Thursday, November 6, 2008

How To Make Fun of Our First Black President

Sure, there's been a lot of pansy-ass, lilly-livered-liberal outpouring of emotion over the election of Barack Obama to the highest office in the land (I just love that phrase - it's so "Dungeons and Dragons," and yet normal media folk use it all the time!). People all over the globe seem so beside themselves with enthusiasm over something as pedestrian as America's first black president.

Being that I'm an embittered political cynic, I wouldn't know anything about that enthusiasm. Ahem.

But now the real question remains: How Can American Comedians Make Fun of President Obama?

The question seems built on Fred Armisen's portrayal of the president-elect on "Saturday Night Live." Ignoring the whole "half-blackface-issue," the big problem seemed to be that Armisen's Obam isn't all that funny on its own.
These complaints seemed to ignore the fact that the featured Obama sketches were really just ways of making fun of John McCain (played by Darrell Hammond as a borderline psychotic). The joke only works if there's a straight-man - Obama - to respond to McCain's increasingly nonsensical deviations.

Now that SNL will have to develop skits exclusively featuring the Obama caricature, I offer this - and frankly, I'm disappointed I even have to say it, since it seems so frickin' obvious I can't believe any media concern has been spent on it.

In essence, it's "Barack Obama: Our First Superspy President."
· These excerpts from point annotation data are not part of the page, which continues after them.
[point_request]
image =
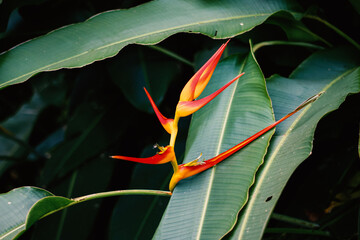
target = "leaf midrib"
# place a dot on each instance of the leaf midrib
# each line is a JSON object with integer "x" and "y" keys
{"x": 277, "y": 149}
{"x": 221, "y": 138}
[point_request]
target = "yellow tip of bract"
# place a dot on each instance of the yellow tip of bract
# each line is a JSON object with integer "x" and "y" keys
{"x": 164, "y": 156}
{"x": 167, "y": 123}
{"x": 186, "y": 108}
{"x": 198, "y": 82}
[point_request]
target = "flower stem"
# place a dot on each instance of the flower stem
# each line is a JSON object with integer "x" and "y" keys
{"x": 338, "y": 31}
{"x": 120, "y": 193}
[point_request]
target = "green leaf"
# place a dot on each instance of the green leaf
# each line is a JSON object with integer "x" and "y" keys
{"x": 104, "y": 35}
{"x": 23, "y": 206}
{"x": 206, "y": 205}
{"x": 71, "y": 223}
{"x": 20, "y": 125}
{"x": 294, "y": 29}
{"x": 26, "y": 205}
{"x": 139, "y": 67}
{"x": 335, "y": 72}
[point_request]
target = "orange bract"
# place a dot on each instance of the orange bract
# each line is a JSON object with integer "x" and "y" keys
{"x": 165, "y": 155}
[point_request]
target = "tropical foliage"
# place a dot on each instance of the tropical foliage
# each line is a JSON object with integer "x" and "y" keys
{"x": 72, "y": 76}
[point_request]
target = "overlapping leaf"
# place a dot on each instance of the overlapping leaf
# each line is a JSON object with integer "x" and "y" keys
{"x": 206, "y": 206}
{"x": 337, "y": 73}
{"x": 106, "y": 34}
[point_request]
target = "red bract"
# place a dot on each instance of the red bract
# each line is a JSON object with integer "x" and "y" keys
{"x": 165, "y": 155}
{"x": 194, "y": 167}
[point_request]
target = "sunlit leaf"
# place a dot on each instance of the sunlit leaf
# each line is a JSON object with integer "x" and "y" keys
{"x": 104, "y": 35}
{"x": 335, "y": 72}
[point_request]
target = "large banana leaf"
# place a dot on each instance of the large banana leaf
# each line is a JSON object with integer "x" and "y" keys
{"x": 206, "y": 206}
{"x": 104, "y": 35}
{"x": 337, "y": 73}
{"x": 23, "y": 206}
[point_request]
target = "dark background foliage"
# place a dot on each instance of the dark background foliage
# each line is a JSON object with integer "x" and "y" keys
{"x": 79, "y": 117}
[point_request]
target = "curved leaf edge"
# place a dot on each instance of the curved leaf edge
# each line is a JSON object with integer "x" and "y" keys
{"x": 334, "y": 108}
{"x": 271, "y": 133}
{"x": 296, "y": 15}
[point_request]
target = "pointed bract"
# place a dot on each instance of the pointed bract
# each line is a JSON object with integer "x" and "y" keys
{"x": 165, "y": 155}
{"x": 186, "y": 108}
{"x": 194, "y": 167}
{"x": 198, "y": 82}
{"x": 167, "y": 123}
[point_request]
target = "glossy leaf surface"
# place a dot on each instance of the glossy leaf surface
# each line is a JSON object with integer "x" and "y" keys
{"x": 104, "y": 35}
{"x": 206, "y": 205}
{"x": 335, "y": 72}
{"x": 24, "y": 206}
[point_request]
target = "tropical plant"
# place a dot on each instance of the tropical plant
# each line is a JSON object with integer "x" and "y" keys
{"x": 73, "y": 96}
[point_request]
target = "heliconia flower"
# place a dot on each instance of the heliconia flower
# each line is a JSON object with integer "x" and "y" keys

How does Obama respond to every problem put in his path? Just like James Bond: by being cooler than cool about it. Even if the logical response is something closer to "Complete Freakout," Obama approaches problems like he's going to seduce it into submission.

This routine will easily cover the next few months, until Obama has actually shown what kind of president he'll get to be.

Something tells me no 007-president can smoove the economy into behaving...though it'd be nice to see Armisen-Obama try.